One final note. During part of their travels, the group was accompanied by a number of Israeli soldiers. When my son told them how he respected them, individuals who proudly bear arms in the defense of the Jewish State, they were confused. In the course of conversations with one soldier in particular, he learned that this young man had decided to leave Israel and come to the United States. When Levi tried to explain how different it was for a Jew in the United States, this soldier exclaimed. "History is history. We have Abraham and you have George Washington. What's the difference?" Levi told me, "How could I explain to this fellow Jew, raised in the Jewish homeland, that it would be reasonable to assume that George Washington had little to do with the 'Hebrews' of his day. One could be quite confident in assuming that people of the Jewish Faith were not regular visitors to our first President's home." Levi's view of Israel and this soldier's view of Israel were quite different. Indeed, Levi's view of Israel and that of many of his co-travelers was perhaps even farther apart.

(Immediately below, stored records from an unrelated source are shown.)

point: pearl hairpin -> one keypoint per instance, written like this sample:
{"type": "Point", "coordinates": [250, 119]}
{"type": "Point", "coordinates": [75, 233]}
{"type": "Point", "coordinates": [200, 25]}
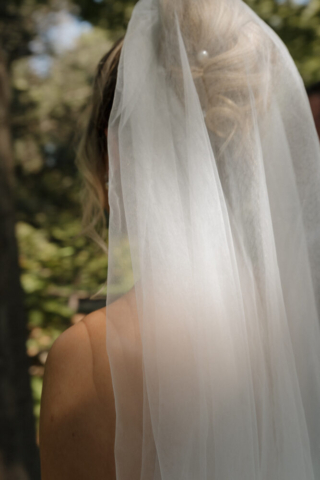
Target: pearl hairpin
{"type": "Point", "coordinates": [202, 56]}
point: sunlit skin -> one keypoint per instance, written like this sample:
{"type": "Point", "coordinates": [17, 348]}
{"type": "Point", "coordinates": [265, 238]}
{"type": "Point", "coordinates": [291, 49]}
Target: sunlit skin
{"type": "Point", "coordinates": [315, 108]}
{"type": "Point", "coordinates": [77, 421]}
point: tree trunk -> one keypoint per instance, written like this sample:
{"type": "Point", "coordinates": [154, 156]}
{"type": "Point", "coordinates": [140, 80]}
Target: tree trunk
{"type": "Point", "coordinates": [18, 450]}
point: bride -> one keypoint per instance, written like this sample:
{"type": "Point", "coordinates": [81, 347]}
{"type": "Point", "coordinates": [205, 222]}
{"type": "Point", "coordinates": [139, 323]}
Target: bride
{"type": "Point", "coordinates": [205, 363]}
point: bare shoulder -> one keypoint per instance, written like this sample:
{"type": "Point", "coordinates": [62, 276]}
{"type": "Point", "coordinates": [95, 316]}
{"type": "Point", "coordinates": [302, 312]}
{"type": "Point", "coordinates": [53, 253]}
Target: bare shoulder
{"type": "Point", "coordinates": [77, 421]}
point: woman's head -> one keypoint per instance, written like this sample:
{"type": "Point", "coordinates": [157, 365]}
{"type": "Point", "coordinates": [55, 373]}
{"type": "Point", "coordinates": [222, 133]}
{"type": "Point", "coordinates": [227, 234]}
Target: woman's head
{"type": "Point", "coordinates": [92, 158]}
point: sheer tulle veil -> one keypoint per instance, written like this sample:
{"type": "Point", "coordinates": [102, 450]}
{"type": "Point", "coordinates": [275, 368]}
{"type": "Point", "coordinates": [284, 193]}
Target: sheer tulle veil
{"type": "Point", "coordinates": [214, 232]}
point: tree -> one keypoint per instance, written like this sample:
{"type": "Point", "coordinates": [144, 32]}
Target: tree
{"type": "Point", "coordinates": [18, 452]}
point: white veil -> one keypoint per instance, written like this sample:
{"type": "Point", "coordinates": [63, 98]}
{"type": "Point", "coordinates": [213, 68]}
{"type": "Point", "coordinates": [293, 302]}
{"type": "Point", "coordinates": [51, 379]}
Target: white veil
{"type": "Point", "coordinates": [214, 232]}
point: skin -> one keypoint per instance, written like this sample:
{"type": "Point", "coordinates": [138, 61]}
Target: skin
{"type": "Point", "coordinates": [77, 421]}
{"type": "Point", "coordinates": [315, 107]}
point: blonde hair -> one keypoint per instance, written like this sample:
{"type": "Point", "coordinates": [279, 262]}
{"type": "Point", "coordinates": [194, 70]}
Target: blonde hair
{"type": "Point", "coordinates": [233, 75]}
{"type": "Point", "coordinates": [93, 152]}
{"type": "Point", "coordinates": [235, 72]}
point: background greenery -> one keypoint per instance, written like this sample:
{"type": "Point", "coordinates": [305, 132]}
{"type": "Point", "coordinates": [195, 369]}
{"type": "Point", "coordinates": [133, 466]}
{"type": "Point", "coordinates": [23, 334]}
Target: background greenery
{"type": "Point", "coordinates": [51, 85]}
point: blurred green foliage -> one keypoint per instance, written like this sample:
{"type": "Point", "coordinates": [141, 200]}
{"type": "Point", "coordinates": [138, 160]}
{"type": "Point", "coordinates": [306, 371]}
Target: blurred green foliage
{"type": "Point", "coordinates": [58, 265]}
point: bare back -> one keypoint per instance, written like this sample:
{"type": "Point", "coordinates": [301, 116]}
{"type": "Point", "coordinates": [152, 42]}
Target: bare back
{"type": "Point", "coordinates": [77, 423]}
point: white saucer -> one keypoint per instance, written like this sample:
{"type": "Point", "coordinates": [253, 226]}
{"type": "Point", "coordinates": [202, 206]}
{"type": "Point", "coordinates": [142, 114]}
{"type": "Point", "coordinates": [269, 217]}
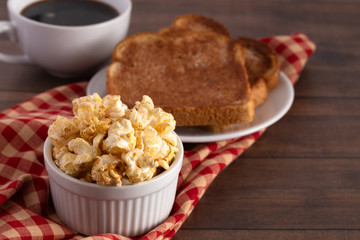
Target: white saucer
{"type": "Point", "coordinates": [275, 107]}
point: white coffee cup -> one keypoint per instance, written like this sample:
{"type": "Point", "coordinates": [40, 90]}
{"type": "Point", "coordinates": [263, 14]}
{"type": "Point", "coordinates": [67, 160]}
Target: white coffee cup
{"type": "Point", "coordinates": [64, 50]}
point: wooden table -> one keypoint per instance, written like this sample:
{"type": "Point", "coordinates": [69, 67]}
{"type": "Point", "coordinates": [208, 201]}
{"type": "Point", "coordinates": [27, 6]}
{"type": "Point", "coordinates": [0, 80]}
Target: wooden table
{"type": "Point", "coordinates": [301, 179]}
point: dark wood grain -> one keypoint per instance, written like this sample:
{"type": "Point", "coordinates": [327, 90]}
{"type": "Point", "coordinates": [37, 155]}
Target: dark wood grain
{"type": "Point", "coordinates": [301, 179]}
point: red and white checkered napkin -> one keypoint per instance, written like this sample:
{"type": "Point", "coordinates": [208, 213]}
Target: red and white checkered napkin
{"type": "Point", "coordinates": [25, 203]}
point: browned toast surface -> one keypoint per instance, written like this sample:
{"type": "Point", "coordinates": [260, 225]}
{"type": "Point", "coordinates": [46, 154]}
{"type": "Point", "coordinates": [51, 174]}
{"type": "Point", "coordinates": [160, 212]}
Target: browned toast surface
{"type": "Point", "coordinates": [198, 76]}
{"type": "Point", "coordinates": [261, 62]}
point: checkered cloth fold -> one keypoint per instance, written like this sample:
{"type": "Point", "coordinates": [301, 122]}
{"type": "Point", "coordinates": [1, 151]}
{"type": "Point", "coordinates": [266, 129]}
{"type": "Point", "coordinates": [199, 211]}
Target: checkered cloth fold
{"type": "Point", "coordinates": [26, 209]}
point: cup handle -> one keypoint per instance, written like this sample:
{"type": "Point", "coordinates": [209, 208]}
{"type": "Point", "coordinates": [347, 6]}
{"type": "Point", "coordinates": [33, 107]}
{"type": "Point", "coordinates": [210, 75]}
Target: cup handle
{"type": "Point", "coordinates": [10, 29]}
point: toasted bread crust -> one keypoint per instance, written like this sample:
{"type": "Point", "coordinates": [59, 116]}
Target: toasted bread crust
{"type": "Point", "coordinates": [197, 75]}
{"type": "Point", "coordinates": [192, 22]}
{"type": "Point", "coordinates": [261, 62]}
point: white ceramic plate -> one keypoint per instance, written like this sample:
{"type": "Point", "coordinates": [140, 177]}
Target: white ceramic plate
{"type": "Point", "coordinates": [275, 107]}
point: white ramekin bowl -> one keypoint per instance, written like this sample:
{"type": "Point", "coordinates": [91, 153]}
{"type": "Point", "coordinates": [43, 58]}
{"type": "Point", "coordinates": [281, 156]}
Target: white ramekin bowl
{"type": "Point", "coordinates": [128, 210]}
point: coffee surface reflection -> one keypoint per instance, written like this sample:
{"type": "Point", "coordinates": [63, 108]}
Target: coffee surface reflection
{"type": "Point", "coordinates": [69, 12]}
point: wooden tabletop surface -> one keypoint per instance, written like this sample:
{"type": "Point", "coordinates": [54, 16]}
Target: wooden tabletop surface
{"type": "Point", "coordinates": [301, 179]}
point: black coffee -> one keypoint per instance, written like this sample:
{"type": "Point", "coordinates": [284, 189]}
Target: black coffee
{"type": "Point", "coordinates": [70, 12]}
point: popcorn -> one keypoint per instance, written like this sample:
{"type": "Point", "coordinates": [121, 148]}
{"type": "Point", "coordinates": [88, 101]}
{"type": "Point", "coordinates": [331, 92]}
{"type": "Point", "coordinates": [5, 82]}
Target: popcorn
{"type": "Point", "coordinates": [139, 165]}
{"type": "Point", "coordinates": [107, 170]}
{"type": "Point", "coordinates": [107, 142]}
{"type": "Point", "coordinates": [120, 138]}
{"type": "Point", "coordinates": [62, 131]}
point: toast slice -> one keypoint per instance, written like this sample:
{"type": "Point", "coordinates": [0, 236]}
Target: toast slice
{"type": "Point", "coordinates": [193, 22]}
{"type": "Point", "coordinates": [198, 76]}
{"type": "Point", "coordinates": [262, 66]}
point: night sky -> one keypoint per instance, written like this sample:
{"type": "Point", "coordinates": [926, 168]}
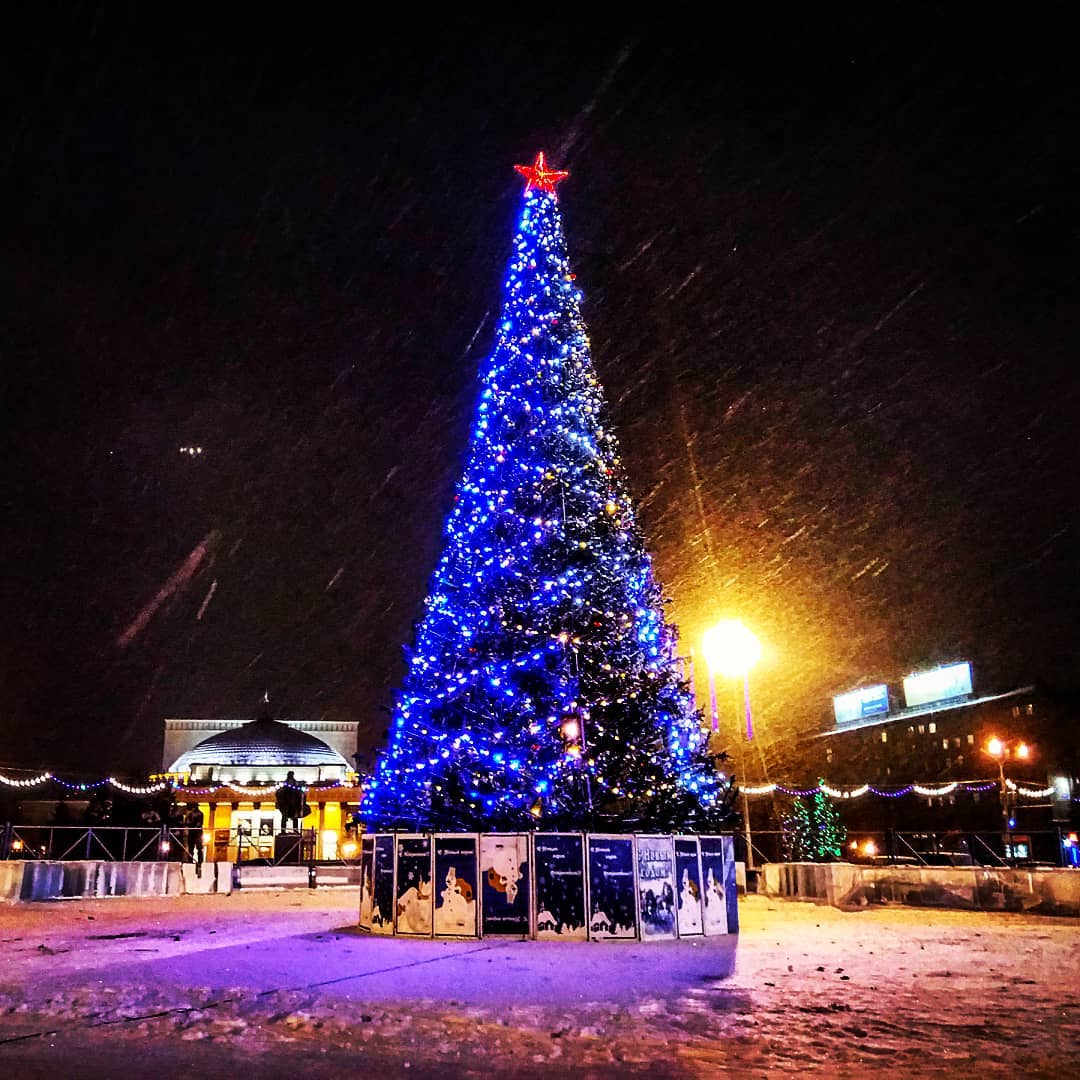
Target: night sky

My son came home from his wonderful adventure astutely aware of the tremendous divide that exists in American Jewry. The sense that I am a Jew, a member of an ancient People which has walked the pages of history these thousands of years imparting some of the greatest elements that form the very foundation of the best of Western civilization, of humanity as a whole for that matter, is simply absent from the minds and souls of so many American Jews today.
No doubt Birthright Israel is a valuable and special program. We can only pray that its intent, to arouse the Jewish mind and heart of our young, our People's very future, will be realized.